Thanks so much for your kind words!

Anthology Authors said...

Interesting, Cate. I do believe that the Universe works in mysterious ways. When I was writing my new release, as I wrote the story and did some research to fill in the needed information, the history books verified the story I was writing. It was pretty wild. :)

Marci

Cassie Exline said...

Excellent blog. Just love it when the story pours out so fast the fingers fly across the keyboard. Can't believe I've lived so close to Carlisle and never knew that school existed. Just the car shows. Will have to do some exploring. Your books sound awesome. Will be watching for the excerpts and release dates.

Cate Masters said...

That's so cool Marci. I love synchronicity. :)

Cate Masters said...

Oh yeah, Cassie. We lived behind the fairgrounds, which is why we moved away from Carlisle! No more car shows, yay!
I definitely recommend the county museum, behind the post office.

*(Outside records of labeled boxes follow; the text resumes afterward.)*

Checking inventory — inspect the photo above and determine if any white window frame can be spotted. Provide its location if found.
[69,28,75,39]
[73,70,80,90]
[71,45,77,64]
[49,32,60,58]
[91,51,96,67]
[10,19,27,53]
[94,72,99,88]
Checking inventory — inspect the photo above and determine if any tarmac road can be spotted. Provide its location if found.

One exhibit's a life-sized photo of all the students standing on the lawn, and it feels like they're in the room with you. Very eerie.

Alice Audrey said...

I've had books flow smoothly, but I don't subscribe to the "it's already out there, you just have to write it down" belief. I work hard at constructing my stories. Before I came along, they didn't exist at all.

Cate Masters said...

Yep, construction's where the author comes in, definitely. I honestly believe there are no truly new ideas, but we put our own unique (hopefully) spin on a premise. However it happens, it is hard work to make the story come together coherently and flow, while keeping readers in their seats. Thanks Alice!